A standardized checklist can be a helpful reminder for urgent or emergent conditions in the clinic, operating room, and labor and delivery. Condition-specific checklists provide a set of elements to be checked at sign in, timeout, and sign out. Before an emergent surgery, a surgeon-led preoperative briefing or “timeout” that goes beyond a simple checklist permits more thorough communication among all team members. Debriefings or “huddles” after surgery are useful to understand everyone’s role, identify any underappreciated hazards, and acknowledge any mistakes for improvement. Last, formal handoffs through verbal and written communications can be used during the transfer of patient care from one individual or team to another during and after the emergency.

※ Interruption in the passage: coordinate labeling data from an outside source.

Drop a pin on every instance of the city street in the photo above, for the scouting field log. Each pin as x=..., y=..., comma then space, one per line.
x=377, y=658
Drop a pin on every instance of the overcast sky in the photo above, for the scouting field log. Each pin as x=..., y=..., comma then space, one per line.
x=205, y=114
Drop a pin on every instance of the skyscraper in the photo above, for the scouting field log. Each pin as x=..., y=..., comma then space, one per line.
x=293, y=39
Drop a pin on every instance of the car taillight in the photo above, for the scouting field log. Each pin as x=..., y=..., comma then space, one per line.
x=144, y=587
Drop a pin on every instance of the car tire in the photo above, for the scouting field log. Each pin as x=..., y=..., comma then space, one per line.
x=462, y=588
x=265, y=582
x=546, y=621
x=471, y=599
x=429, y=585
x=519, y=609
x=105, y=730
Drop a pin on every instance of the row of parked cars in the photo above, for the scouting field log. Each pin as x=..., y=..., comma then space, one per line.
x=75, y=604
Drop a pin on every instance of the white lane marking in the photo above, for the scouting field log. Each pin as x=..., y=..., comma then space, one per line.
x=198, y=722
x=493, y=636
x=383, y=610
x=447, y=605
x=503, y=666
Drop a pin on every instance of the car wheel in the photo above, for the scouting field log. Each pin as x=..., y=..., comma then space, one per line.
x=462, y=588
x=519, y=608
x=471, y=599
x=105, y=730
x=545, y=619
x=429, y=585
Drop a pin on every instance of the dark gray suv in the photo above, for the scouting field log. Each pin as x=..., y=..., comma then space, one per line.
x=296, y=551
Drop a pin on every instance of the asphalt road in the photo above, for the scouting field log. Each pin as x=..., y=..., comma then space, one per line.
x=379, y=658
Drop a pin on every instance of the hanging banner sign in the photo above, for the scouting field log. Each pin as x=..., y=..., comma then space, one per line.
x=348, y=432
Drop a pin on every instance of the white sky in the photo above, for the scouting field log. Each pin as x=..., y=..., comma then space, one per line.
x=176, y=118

Most emergencies described in this issue occur in or lead to hospitalization. Consistent use of well-developed, evidence-based practice guidelines results in a more consistent application of best practices. Depending on the emergent condition, guidelines can include several components: development of multidisciplinary engagement and pathways, formation of any rapid response teams, and performance of regular simulation drills. Reexamining each case, such as at nonpunitive morbidity and mortality conferences, identifies any deviation from hospital guidelines. These guidelines can then be revised to reduce practice deviation, train staff in management of the emergency condition, and implement more effective practice drills.
Definite progress has occurred since our last issue on this subject. I appreciate the efforts of Dr Huguelet and Dr Galan, along with their team of experienced obstetricians and gynecologists. Their thoughtful and comprehensive recommendations include many scenarios faced by the practitioner at various times in their careers. Providers must be equipped with the medical knowledge, surgical skills, and current scientific evidence to guide their approach to any emergent event. By instituting recommendations provided in this issue, we should be better prepared to be ready, and to recognize, respond, and report our delivery of health care to our compromised patients.